DONHUANG – Prima settimana di gara della Pechino-Parigi, siamo a Donhuang, ai margini del deserto del Tenggher. Diciamo subito che la nostra Fiat 500 targata San Marino va che é una meraviglia, con un solo inconveniente: la rottura del motorino d’avviamento ci obbliga alla partenza a spinta. Ma abbiamo sempre intorno nugoli di curiosi che non se lo lasciano dire due volte.Siamo ovviamente nelle parti basse della classifica per un insabbiamento nel nulla del deserto della Mongolia interna, nei campi agricoli di Ordos durante il quarto giorno di gara. Il ritardo ha superato il massimo della tolleranza e ci ha impedito la consegna della tabella di marcia. Ci hanno così appioppato tutte le penalità della giornata, come se non fossimo partiti e avessimo saltato controlli orari e prove speciali.
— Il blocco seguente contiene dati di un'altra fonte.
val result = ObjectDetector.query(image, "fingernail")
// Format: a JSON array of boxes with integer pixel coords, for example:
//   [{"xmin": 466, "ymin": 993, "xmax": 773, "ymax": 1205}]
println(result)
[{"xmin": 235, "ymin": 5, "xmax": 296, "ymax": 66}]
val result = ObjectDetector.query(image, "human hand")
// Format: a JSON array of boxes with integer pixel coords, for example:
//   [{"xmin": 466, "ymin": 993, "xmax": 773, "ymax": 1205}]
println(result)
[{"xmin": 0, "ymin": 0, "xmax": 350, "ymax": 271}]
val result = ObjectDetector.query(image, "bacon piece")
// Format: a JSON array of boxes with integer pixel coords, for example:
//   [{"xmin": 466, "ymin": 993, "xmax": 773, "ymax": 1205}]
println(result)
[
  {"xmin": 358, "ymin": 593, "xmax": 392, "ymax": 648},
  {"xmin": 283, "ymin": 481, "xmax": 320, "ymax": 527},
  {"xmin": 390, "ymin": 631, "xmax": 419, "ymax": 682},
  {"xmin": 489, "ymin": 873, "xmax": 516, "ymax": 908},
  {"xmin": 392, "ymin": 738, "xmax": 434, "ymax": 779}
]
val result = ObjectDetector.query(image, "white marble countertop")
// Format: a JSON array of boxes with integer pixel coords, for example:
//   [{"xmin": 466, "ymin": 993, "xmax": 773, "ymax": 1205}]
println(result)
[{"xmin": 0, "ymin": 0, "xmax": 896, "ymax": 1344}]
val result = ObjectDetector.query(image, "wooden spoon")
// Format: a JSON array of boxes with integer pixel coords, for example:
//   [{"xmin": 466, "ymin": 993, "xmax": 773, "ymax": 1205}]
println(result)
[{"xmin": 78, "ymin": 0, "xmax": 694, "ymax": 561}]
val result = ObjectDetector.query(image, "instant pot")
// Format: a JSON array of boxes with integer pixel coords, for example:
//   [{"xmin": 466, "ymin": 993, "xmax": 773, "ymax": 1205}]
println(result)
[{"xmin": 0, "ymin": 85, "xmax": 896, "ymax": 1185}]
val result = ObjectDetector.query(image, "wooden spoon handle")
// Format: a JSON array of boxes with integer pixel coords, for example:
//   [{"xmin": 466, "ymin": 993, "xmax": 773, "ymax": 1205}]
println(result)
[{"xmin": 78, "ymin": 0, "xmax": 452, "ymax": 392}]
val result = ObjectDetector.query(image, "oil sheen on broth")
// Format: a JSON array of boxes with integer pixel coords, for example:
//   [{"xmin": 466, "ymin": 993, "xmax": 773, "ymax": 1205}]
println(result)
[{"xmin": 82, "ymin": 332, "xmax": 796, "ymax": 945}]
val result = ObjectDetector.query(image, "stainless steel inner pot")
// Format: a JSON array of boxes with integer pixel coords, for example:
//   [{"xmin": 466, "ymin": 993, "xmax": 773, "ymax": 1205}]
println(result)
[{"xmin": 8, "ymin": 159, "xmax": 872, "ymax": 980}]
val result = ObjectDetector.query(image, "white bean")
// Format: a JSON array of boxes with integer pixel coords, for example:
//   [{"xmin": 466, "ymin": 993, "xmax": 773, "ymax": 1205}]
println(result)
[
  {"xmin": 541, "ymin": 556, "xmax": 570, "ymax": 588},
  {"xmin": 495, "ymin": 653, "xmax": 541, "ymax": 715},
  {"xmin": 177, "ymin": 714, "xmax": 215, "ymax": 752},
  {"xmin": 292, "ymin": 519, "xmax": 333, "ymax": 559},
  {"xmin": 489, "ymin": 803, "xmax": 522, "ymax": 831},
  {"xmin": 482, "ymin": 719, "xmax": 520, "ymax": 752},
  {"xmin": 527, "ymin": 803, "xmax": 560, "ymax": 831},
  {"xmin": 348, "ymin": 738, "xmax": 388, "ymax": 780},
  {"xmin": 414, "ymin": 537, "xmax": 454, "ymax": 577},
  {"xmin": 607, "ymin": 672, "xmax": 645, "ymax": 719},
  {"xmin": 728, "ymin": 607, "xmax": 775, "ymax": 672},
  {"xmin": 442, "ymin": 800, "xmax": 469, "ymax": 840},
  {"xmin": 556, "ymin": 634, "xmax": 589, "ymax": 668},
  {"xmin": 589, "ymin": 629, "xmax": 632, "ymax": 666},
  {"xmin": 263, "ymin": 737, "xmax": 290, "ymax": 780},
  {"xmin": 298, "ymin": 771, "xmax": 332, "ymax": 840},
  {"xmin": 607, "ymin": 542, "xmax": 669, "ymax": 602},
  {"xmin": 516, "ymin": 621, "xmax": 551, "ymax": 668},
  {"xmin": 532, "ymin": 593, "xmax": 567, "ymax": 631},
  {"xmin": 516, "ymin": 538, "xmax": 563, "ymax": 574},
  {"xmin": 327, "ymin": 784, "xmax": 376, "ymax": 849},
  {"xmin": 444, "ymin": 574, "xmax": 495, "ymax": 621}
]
Oggi abbiamo preferito percorrere un itinerario alternativo per non sottoporre la piccola 500 a due prove speciali su sabbia e sterrati in valichi oltre i 3.500 metri.
In testa alla classifica generale c’è una Porsche 911, insidiata da due Chevrolet Fangio coupé d’anteguerra che quando ti superano fai il segno della croce per essere stati schivati da missili terra-aria.

Ha fatto rumore l’arresto di due americani in gara con una Datsun del ‘75. L’accusa era di essere entrati in una zona militare severamente proibita, là dove il divieto era evidente da ripetuti cartelli lungo la strada (ovviamente scritti in cinese). Poteva scattare un’accusa di spionaggio, ma interventi dell’ambasciata USA e buoni uffici degli organizzatori hanno risolto la faccenda. L’auto, inizialmente confiscata e sottoposta a ispezione insieme a tutti i bagagli, non è certo un modello che passa inosservato: targata ZEBRA ha l’intera livrea a strisce bianche e nere e al centro del cofano l’immagine enorme di un teschio. Siamo tutti ansiosi di rivedere Ryan e Isahia Salter in carovana e farci raccontare dal vivo l’esperienza di ritrovarsi prigionieri in Cina.